Again, I’m loving the phone. Love the slide-out keyboard. Love the big screen. Love the picture quality. Love the wireless charging dock that turns the phone into a bed-side clock (sold separately).

There are definitely things that I still need to get used to … and things that took me a little bit to figure out … and things that could work a bit differently. (Keep in mind that my previous phone was a Rumor, another phone that I really liked, so I’m probably comparing it to that…)

Here’s my list in no particular order:

  • The apps load fairly slowly.
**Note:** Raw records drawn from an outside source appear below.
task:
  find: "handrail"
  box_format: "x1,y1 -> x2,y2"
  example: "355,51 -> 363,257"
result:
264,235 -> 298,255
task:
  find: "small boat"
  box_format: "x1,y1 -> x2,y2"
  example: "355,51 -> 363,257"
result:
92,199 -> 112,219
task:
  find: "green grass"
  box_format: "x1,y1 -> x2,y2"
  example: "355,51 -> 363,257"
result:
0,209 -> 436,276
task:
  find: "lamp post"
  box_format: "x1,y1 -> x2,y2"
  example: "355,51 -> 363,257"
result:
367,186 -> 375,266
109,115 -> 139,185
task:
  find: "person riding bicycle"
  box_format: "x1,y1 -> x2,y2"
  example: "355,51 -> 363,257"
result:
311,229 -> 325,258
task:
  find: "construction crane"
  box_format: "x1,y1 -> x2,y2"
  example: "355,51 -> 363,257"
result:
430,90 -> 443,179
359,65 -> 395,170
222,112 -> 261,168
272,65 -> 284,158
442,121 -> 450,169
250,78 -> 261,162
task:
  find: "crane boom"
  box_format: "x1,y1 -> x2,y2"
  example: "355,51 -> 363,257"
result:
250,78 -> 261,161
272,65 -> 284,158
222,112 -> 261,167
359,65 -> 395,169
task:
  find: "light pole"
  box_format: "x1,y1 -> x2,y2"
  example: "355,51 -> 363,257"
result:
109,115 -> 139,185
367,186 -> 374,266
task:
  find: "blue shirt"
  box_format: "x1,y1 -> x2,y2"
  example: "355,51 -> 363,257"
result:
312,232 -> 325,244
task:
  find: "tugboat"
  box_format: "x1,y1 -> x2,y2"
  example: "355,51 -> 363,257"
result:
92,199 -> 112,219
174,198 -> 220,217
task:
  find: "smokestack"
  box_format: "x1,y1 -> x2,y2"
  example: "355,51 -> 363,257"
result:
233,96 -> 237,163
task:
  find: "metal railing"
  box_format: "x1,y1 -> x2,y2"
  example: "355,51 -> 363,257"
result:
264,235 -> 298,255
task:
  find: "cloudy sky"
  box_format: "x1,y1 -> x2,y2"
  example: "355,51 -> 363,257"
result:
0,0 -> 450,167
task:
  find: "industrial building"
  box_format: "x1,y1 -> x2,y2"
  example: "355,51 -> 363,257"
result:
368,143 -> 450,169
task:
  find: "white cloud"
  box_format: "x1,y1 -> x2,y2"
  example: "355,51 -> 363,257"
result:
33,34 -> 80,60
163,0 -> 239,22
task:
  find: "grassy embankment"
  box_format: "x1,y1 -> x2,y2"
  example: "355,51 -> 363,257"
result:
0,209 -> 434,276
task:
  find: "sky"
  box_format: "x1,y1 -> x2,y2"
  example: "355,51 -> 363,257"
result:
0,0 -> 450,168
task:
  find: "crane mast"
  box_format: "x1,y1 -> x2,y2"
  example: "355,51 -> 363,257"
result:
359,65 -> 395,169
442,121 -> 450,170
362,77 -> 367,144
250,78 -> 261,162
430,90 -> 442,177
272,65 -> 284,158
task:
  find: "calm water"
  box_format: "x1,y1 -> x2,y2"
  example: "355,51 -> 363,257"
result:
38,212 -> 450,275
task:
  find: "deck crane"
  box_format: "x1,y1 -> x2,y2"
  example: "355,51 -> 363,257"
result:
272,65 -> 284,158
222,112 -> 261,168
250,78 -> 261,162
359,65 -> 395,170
Once they’re loaded, they go pretty fast, but the loading is a lot slower than I would expect given that it’s this brand new kick-butt phone. (The internet, on the other-hand, is SUPER fast!)
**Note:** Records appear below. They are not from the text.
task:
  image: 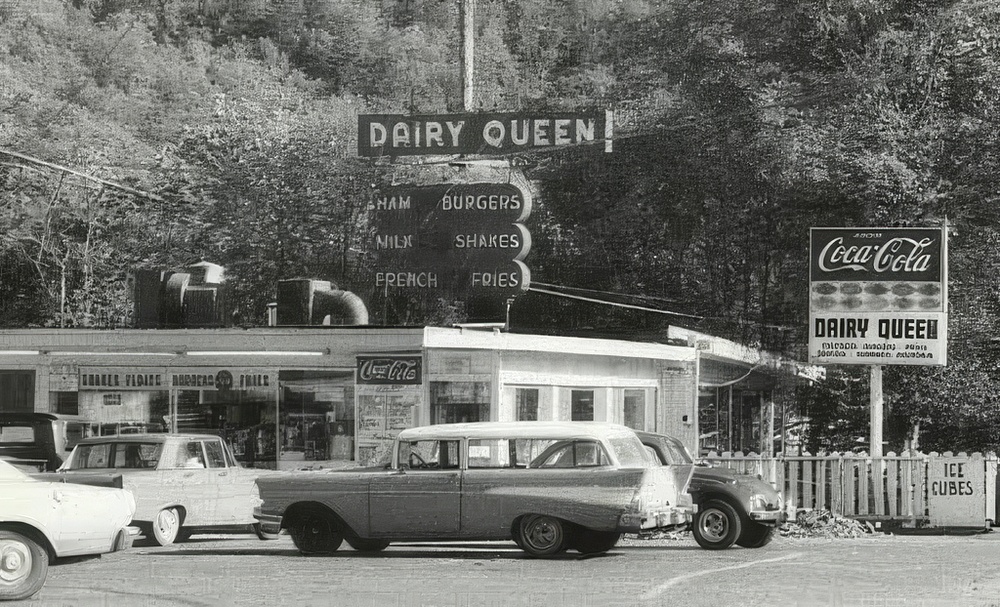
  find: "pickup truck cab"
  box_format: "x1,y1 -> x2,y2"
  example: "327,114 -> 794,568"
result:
636,431 -> 786,550
256,422 -> 691,557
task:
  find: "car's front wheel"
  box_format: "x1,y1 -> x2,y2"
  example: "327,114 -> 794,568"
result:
0,529 -> 49,601
736,523 -> 778,548
288,510 -> 344,555
518,514 -> 566,556
691,500 -> 743,550
153,508 -> 181,546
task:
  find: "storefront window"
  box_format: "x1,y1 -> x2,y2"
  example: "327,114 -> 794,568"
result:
278,371 -> 355,467
431,381 -> 490,424
570,390 -> 594,422
0,370 -> 35,413
78,367 -> 171,442
514,388 -> 538,422
623,390 -> 646,430
698,390 -> 719,455
49,392 -> 80,415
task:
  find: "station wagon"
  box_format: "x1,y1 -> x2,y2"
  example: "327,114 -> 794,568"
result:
256,422 -> 691,557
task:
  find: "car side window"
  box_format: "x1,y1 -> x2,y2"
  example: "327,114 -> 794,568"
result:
642,445 -> 666,466
531,441 -> 610,468
399,440 -> 459,470
114,443 -> 160,470
70,443 -> 112,470
469,438 -> 523,470
205,441 -> 226,468
174,441 -> 205,468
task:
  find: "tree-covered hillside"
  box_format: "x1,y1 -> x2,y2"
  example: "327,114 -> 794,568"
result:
0,0 -> 1000,450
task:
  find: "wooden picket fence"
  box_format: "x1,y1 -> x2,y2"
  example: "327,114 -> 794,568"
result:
705,452 -> 996,521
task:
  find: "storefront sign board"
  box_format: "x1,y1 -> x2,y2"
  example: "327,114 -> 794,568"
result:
927,453 -> 992,527
358,111 -> 614,156
369,183 -> 531,301
79,367 -> 278,392
809,228 -> 948,365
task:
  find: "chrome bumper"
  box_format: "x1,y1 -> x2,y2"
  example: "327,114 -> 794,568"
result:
749,510 -> 788,525
618,508 -> 694,533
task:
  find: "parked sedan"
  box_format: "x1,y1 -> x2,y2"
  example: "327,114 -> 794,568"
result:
36,434 -> 269,546
636,432 -> 785,550
0,460 -> 139,600
257,422 -> 691,557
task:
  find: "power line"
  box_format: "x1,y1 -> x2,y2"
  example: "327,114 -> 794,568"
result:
528,283 -> 703,320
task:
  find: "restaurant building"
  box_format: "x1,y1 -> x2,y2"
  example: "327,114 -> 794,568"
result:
0,326 -> 800,468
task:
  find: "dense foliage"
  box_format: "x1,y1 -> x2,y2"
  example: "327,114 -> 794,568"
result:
0,0 -> 1000,450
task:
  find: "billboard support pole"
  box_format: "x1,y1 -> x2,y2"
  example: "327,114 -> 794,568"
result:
459,0 -> 476,112
868,365 -> 885,458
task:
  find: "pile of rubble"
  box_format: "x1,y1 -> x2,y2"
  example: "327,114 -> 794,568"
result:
778,510 -> 875,538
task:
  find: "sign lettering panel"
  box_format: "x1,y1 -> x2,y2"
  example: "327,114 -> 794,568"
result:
809,228 -> 948,365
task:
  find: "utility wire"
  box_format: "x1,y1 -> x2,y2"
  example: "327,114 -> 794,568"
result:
528,283 -> 703,320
  • Still don’t know how to download a new ringer. Spent some time on the internet this morning and found all sorts of ring tones, but no ringers. *I* want to hear the new ringer, I don’t care if the people calling me hear “ring ring, ring ring” or not. 😛
  • There doesn’t seem to be a way to set a different tone for different things for the same person. It looks like I can set the same tone for all phone calls, another one for text messages, etc. Or I can set a tone for a specific person. But I can’t set one tone for  a call from a specific person and another tone for a text for the same person. (My old phone had that – very handy for knowing who was ringing me up and if I had to run to the phone to answer it, or let it sit cuz it was a text.)
  • I use my phone as my alarm clock. When the alarm goes off in the morning, I have to unlock the phone to turn it off. It would seem to me that automatically unlocking the phone so I just have to push the “snooze” or the “off” button would make more sense. My brain isn’t awake enough to make that swish movement needed to unlock it.
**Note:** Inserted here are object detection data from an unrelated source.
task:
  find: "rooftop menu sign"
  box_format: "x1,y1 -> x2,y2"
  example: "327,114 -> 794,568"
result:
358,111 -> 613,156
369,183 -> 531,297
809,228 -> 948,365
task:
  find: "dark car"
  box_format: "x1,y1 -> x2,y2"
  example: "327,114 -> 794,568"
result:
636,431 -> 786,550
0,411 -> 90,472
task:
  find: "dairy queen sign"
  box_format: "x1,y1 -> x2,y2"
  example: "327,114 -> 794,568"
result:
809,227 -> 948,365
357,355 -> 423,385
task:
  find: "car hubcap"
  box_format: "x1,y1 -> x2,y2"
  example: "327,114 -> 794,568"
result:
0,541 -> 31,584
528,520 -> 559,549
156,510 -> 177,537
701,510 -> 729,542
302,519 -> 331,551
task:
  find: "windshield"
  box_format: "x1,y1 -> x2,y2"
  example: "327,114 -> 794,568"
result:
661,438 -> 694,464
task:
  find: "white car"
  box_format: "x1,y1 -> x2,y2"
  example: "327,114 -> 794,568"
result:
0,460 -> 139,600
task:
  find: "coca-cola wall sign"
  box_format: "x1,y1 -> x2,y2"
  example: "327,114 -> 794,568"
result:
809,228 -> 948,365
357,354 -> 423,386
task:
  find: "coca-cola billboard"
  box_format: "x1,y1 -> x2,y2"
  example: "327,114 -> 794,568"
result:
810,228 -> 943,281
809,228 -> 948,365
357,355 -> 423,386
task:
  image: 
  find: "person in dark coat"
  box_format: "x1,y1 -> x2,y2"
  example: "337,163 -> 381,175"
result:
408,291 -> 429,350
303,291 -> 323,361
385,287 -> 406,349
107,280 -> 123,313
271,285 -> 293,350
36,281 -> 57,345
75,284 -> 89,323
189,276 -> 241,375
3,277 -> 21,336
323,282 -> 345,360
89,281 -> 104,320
  • At first I was annoyed because I set up my email account and then thought that I had to open an email to delete it. (Very annoying when you receive lots of spam). THEN I realized that the sideways swish removes items from a list. Duh Nancy, the Inbox is a list. Swish! It’s gone.
  • There are no arrow keys. With a tiny little keyboard, it’s easy to make mistakes (and not realize it until said mistake is half way up the page). You can touch the screen and move the pointer back up – but unless your fingers are elf-sized, you aren’t going to hit the right spot on the first – or second, or third – try. And who wants to use the backspace key to remove all of your hard work on that tiny little keyboard?
  • The first time I made a support-type call, I panicked because I needed to enter my phone number, but there was no keypad! Okay, found that button and hit the first digit…and the screen went blank. GAH! It took me two more calls to figure out that if I tilt the phone slightly away from my body, the keypad stays lit. (There must be a sensor of some sort that makes it turn off when it thinks it’s up to your ear.)
  • There is no video camera. The still pictures are FABULOUS. But no video. If you’ve come to depend on your cell phone for video, you’re going to be disappointed here. (Strange, right?)
  • I wanted to put an icon I knew I’d be using a lot in the Quick Launch bar (the internet icon). Figured that I could just drag and drop it in…no such luck. Duh Nancy, you need to remove one to make room for it first.
  • It’s not as easy to use this phone with one hand. It’s not even easy to open the keyboard with one hand. I’m still working on unlocking the phone with a thumb swish, but it’s a lot easier if you hold the phone in one hand and swish with the other.
  • I wish there was a way to have my different email accounts as different “cards”. I’m getting used to them all in one, but it’d be more convenient if I could switch between work and home accounts quicker.

I admit – a fairly long list considering that over-all, I really like the phone.